Anyway, to answer your question: while it had his moments, Claremont's 2000s return to the franchise wasn't nearly as good as his original run. I think that's largely because, unlike before, Claremont was no longer "plotmaster" of the franchise. He wasn't steering the ship anymore; he was just another work-for-hire writer. Also, I don't get the sense he was able to develop the kind of creative partnership with the editors that he had back in the day with Louise Simonson and Ann Nocenti.
Revolution was a misfire. An ambitious failure. The Neo were an interesting concept, but it was clear he hadn't completely worked out exactly what they were yet. I loved Kubert and Yu's art, but the new costumes were way, way overdesigned. The only one I liked was Jean's. Claremont introduced too many characters too fast--the Neo, the Crimson Pirates, and so on--so the plots felt overstuffed. Once he slowed down after the initial arcs, it got better. I love the back to back issues of Uncanny where the team rescues Lee Forrester and the Maximum Security crossover where the team fights the last surviving D'Bari who's trying to kill Jean.
X-Treme X-Men was all over the place. And, yes, the title was and still is absurd. The Destiny's Diaries plotline had potential, but like with the Neo, it didn't seem as if Claremont had worked it out where it was going. So, it mainly functioned as a "macguffin" to drive the action until the editors had him drop it. The Khan arc was overlong and padded, but pretty to look at. Salvador Larroca's art was gorgeous throughout. The writing got better a couple of years in when Claremont started writing it as a parallel title to Morrison's run.
His 3rd run on Uncanny was...okay. To me, it read less like an X-Men book and more like a solo title alternating between Rachel and Psylocke. On that level, it was fine. End of Greys was shocking, and I'm curious to know if Claremont had follow-on plans or if it was his attempt at a deck-clearing exercise and that was it.
He did X-Men: The End during this period.

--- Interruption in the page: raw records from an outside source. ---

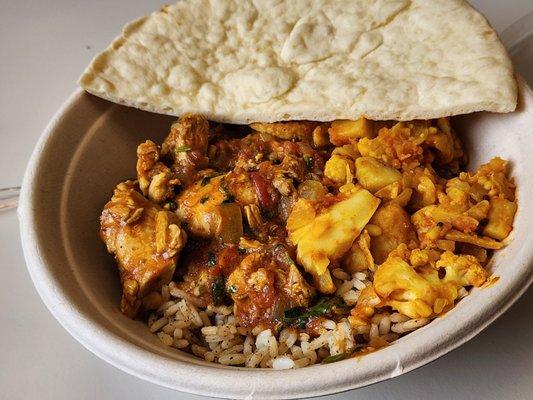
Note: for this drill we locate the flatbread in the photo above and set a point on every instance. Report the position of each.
(241, 61)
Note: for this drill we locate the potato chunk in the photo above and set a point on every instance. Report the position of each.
(501, 216)
(323, 231)
(396, 228)
(346, 131)
(420, 293)
(374, 175)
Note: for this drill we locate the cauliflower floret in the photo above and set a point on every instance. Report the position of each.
(323, 231)
(422, 292)
(374, 175)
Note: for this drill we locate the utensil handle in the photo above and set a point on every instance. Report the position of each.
(9, 198)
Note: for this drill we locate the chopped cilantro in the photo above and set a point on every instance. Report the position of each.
(217, 290)
(309, 162)
(211, 259)
(299, 317)
(231, 289)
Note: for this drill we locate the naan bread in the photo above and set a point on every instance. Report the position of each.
(241, 61)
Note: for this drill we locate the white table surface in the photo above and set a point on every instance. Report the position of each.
(44, 45)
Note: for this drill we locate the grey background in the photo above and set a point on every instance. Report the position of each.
(44, 45)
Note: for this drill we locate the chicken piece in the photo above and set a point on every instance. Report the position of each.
(359, 257)
(186, 145)
(323, 231)
(422, 292)
(396, 228)
(146, 241)
(156, 180)
(292, 130)
(265, 284)
(209, 211)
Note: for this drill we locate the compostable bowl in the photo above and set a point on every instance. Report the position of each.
(89, 146)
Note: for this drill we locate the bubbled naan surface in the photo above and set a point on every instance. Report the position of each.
(241, 61)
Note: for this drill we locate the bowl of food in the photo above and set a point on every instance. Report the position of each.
(296, 231)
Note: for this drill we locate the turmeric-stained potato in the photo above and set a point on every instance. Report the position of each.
(323, 231)
(396, 228)
(423, 292)
(374, 175)
(146, 241)
(345, 131)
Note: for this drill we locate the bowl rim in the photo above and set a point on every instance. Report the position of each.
(152, 367)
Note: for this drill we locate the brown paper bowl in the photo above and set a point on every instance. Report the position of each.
(89, 146)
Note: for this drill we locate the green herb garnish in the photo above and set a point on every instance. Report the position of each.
(218, 290)
(211, 259)
(299, 317)
(231, 289)
(229, 199)
(336, 357)
(182, 149)
(205, 180)
(309, 162)
(285, 254)
(170, 205)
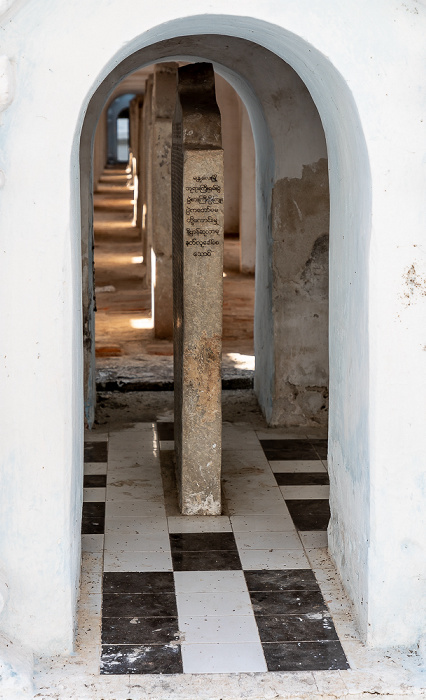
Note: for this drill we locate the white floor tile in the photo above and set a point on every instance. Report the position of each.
(136, 501)
(217, 604)
(244, 461)
(218, 630)
(264, 504)
(320, 558)
(240, 437)
(280, 434)
(223, 658)
(300, 492)
(267, 540)
(137, 508)
(92, 543)
(275, 559)
(249, 484)
(292, 466)
(134, 489)
(146, 473)
(144, 455)
(146, 542)
(209, 582)
(94, 495)
(199, 523)
(263, 523)
(137, 561)
(90, 582)
(134, 524)
(315, 539)
(95, 436)
(95, 468)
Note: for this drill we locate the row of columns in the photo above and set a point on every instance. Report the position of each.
(151, 117)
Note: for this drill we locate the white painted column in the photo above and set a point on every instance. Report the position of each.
(247, 195)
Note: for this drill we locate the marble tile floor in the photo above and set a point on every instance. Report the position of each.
(237, 601)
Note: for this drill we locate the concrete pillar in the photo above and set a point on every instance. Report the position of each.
(163, 107)
(100, 148)
(228, 102)
(197, 200)
(134, 125)
(135, 110)
(140, 168)
(146, 183)
(247, 195)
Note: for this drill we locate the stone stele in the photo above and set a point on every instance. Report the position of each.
(197, 204)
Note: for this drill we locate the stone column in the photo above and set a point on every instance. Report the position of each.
(197, 200)
(163, 107)
(146, 180)
(135, 117)
(247, 195)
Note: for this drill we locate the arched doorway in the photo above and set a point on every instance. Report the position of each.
(275, 158)
(350, 212)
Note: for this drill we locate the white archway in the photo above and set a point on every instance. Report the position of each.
(37, 465)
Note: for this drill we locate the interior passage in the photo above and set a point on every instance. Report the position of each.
(216, 594)
(127, 353)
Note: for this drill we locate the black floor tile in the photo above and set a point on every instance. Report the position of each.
(309, 514)
(165, 430)
(139, 605)
(305, 656)
(296, 628)
(206, 561)
(95, 451)
(139, 630)
(203, 542)
(278, 580)
(93, 519)
(302, 479)
(94, 481)
(138, 582)
(288, 449)
(287, 602)
(321, 446)
(122, 659)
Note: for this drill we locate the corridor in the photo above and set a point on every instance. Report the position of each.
(227, 594)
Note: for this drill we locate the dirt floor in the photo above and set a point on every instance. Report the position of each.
(124, 334)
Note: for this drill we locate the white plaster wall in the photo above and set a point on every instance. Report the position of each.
(371, 95)
(228, 102)
(247, 203)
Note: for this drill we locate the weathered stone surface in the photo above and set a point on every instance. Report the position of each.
(300, 212)
(145, 192)
(163, 106)
(198, 266)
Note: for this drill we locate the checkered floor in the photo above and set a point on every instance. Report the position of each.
(232, 593)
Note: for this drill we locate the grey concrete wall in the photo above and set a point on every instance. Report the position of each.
(228, 102)
(100, 148)
(247, 203)
(163, 107)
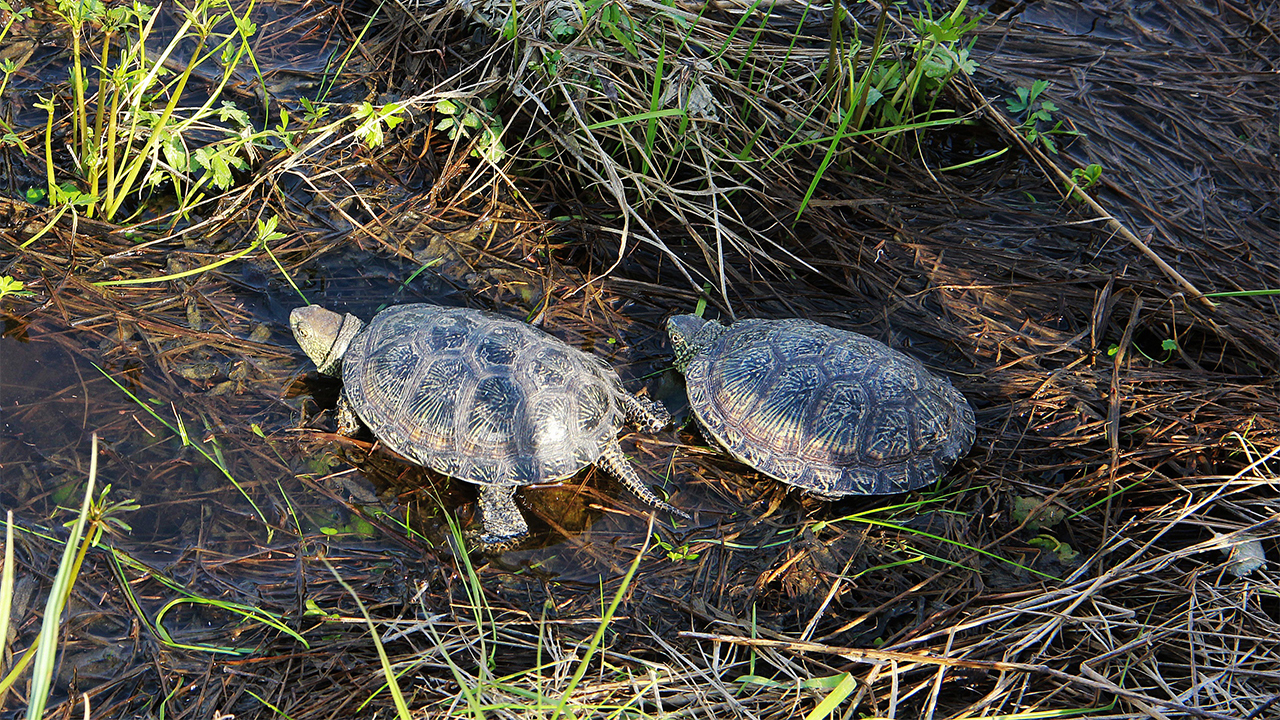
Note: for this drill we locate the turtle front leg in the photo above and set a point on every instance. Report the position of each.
(499, 515)
(348, 424)
(645, 414)
(616, 463)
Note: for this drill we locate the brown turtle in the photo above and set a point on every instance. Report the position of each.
(827, 410)
(479, 397)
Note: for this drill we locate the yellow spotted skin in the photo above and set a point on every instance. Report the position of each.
(827, 410)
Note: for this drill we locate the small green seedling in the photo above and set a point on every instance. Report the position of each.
(675, 554)
(1084, 178)
(1037, 112)
(460, 121)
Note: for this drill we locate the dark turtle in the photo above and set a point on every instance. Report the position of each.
(827, 410)
(480, 397)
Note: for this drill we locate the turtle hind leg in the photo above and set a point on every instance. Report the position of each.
(645, 414)
(504, 525)
(615, 463)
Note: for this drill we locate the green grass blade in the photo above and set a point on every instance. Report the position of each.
(46, 655)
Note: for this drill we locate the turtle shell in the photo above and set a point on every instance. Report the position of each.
(827, 410)
(480, 397)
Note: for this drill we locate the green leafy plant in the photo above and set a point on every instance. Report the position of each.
(1037, 112)
(462, 122)
(9, 286)
(675, 554)
(1084, 178)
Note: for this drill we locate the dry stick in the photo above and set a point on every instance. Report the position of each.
(1112, 223)
(1114, 413)
(1093, 680)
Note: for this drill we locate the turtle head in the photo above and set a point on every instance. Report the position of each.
(690, 335)
(324, 335)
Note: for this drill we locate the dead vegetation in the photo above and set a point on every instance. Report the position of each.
(1077, 561)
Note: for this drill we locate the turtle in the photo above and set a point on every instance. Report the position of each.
(480, 397)
(826, 410)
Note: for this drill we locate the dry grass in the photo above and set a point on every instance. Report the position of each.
(960, 601)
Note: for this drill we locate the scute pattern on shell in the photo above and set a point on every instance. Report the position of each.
(480, 397)
(828, 410)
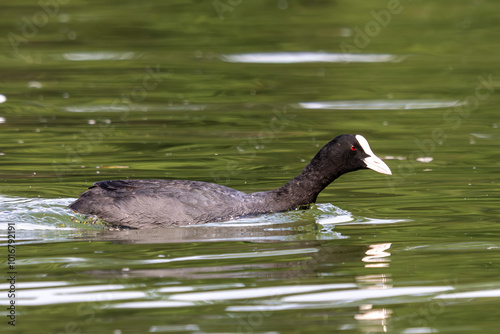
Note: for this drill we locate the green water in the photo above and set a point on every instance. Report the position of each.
(243, 93)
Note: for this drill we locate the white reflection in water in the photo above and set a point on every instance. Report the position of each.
(309, 57)
(96, 56)
(378, 104)
(377, 255)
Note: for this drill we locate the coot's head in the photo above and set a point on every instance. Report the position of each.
(348, 153)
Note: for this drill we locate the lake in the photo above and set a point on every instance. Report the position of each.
(244, 94)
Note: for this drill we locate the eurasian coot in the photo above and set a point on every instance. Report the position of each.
(161, 203)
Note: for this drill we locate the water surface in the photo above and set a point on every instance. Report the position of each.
(244, 94)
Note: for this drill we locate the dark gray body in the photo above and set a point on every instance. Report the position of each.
(160, 203)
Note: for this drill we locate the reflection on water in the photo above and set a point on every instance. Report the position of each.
(309, 57)
(379, 104)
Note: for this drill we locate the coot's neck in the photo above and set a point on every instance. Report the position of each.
(305, 187)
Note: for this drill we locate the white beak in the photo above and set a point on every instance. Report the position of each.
(372, 161)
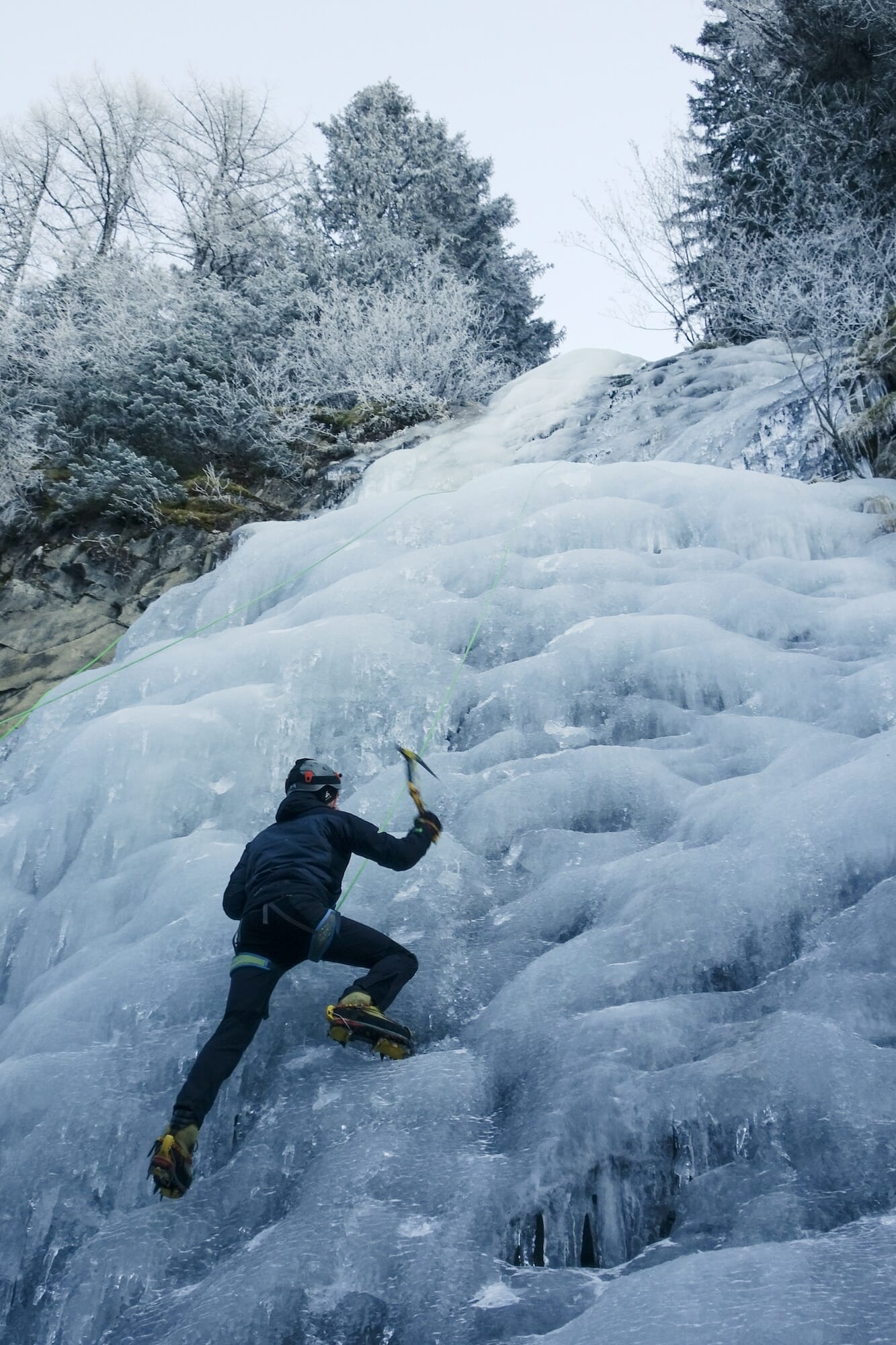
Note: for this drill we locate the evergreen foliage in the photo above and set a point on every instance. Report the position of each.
(794, 130)
(179, 293)
(397, 186)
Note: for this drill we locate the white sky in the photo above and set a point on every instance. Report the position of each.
(553, 91)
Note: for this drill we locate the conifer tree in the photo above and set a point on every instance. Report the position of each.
(396, 186)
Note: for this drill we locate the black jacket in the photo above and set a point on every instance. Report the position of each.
(304, 856)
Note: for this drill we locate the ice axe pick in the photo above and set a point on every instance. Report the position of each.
(412, 761)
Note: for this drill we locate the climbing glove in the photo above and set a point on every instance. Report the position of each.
(428, 825)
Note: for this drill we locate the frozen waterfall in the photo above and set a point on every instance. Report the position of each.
(655, 1093)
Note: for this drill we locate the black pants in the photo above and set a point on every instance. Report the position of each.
(357, 945)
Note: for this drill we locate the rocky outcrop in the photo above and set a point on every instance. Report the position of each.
(67, 606)
(65, 602)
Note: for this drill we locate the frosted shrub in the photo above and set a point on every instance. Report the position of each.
(115, 484)
(419, 346)
(21, 475)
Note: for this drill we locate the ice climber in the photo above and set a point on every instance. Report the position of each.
(283, 892)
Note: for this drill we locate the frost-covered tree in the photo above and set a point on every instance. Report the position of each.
(232, 177)
(99, 185)
(29, 157)
(794, 122)
(396, 185)
(419, 345)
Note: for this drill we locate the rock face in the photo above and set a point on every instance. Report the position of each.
(67, 602)
(67, 606)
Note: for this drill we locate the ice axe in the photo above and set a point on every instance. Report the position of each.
(412, 759)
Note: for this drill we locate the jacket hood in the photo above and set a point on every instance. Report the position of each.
(296, 804)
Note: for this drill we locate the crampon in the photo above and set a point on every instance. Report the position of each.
(368, 1027)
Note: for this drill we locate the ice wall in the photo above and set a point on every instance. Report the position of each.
(654, 1097)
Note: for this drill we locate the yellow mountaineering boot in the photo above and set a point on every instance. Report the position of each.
(171, 1160)
(357, 1017)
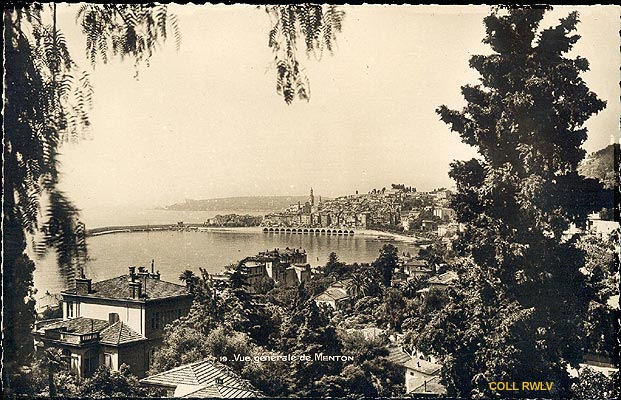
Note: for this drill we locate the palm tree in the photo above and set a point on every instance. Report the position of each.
(358, 285)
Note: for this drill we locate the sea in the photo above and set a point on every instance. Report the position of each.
(173, 252)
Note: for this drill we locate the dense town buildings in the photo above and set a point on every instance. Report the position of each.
(285, 267)
(399, 208)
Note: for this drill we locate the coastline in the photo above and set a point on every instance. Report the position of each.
(377, 234)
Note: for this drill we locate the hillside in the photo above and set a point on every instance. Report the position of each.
(601, 165)
(247, 203)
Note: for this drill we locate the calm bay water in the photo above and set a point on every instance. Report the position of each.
(175, 252)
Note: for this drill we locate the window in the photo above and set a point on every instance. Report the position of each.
(113, 317)
(91, 359)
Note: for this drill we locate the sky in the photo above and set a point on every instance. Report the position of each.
(206, 121)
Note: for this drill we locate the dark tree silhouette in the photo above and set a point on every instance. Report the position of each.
(517, 313)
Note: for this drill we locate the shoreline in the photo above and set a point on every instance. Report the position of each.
(378, 235)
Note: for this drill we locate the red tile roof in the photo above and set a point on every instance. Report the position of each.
(119, 333)
(78, 325)
(431, 386)
(398, 356)
(423, 366)
(209, 376)
(118, 288)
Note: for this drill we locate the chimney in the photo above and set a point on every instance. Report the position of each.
(143, 275)
(135, 290)
(82, 285)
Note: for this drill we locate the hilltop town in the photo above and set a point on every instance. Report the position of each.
(397, 209)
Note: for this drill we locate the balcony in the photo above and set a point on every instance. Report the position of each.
(71, 337)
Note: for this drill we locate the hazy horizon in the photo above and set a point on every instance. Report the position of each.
(205, 122)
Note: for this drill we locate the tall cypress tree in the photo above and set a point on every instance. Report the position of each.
(516, 315)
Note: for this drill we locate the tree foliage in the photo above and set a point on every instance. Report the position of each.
(516, 315)
(315, 25)
(47, 101)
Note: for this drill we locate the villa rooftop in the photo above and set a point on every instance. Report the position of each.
(116, 288)
(203, 379)
(119, 333)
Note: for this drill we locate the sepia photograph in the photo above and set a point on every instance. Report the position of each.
(310, 201)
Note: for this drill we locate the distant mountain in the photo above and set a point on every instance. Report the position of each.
(248, 203)
(601, 165)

I liked it, but it was way, way too busy and overstuffed. I did find it a mostly satisfying bookend to the Morrison-Whedon version of the X-Men, though, even if I had to read it three times to follow all the plotlines.
X-Men Forever, which he did a few years later, I found to be much more on-point and enjoyable. It wasn't truly great, but it felt like classic X-Men. Most importantly, he got Cyclops right. Claremont is, IMO, the definitive Cyclops writer, and he's one of the few who can do BoyScott right i.e. not writing him as a caricature or a self-parody. The arc with the Marauders and Claremont's original vision for Sinister was a lot of fun. I especially liked the idea of Corsair retiring to Alaska and parking the Starjammer--which, remember, is literally the size of Manhattan--in the ocean off the Alaskan coast.
All in all, I think Claremont's return to the franchise was mixed in terms of quality. There was good, there was bad, but he didn't have the clarity of vision for the characters and the mythos nor quite the same passion he had the first time around. The X-Men weren't his anymore so he was bouncing off what other writers were doing. Stylistically similar, but lacking the richness and granularity of his classic stuff.
What I wonder is how it would've gone if editorial had given him full creative control or he'd been able to develop a long-running creative partnership with an editor.
I also wanted to add that Claremont's "verbose" style, with his captions and thought baloons would probably be a breath of fresh air nowadays when stories move at a glacial pace and offer hardly any meat around that bone. I know I for one I'm sick of seeing pages and pages wasted to create "mood" and very much miss knowing what's going on in a character's head.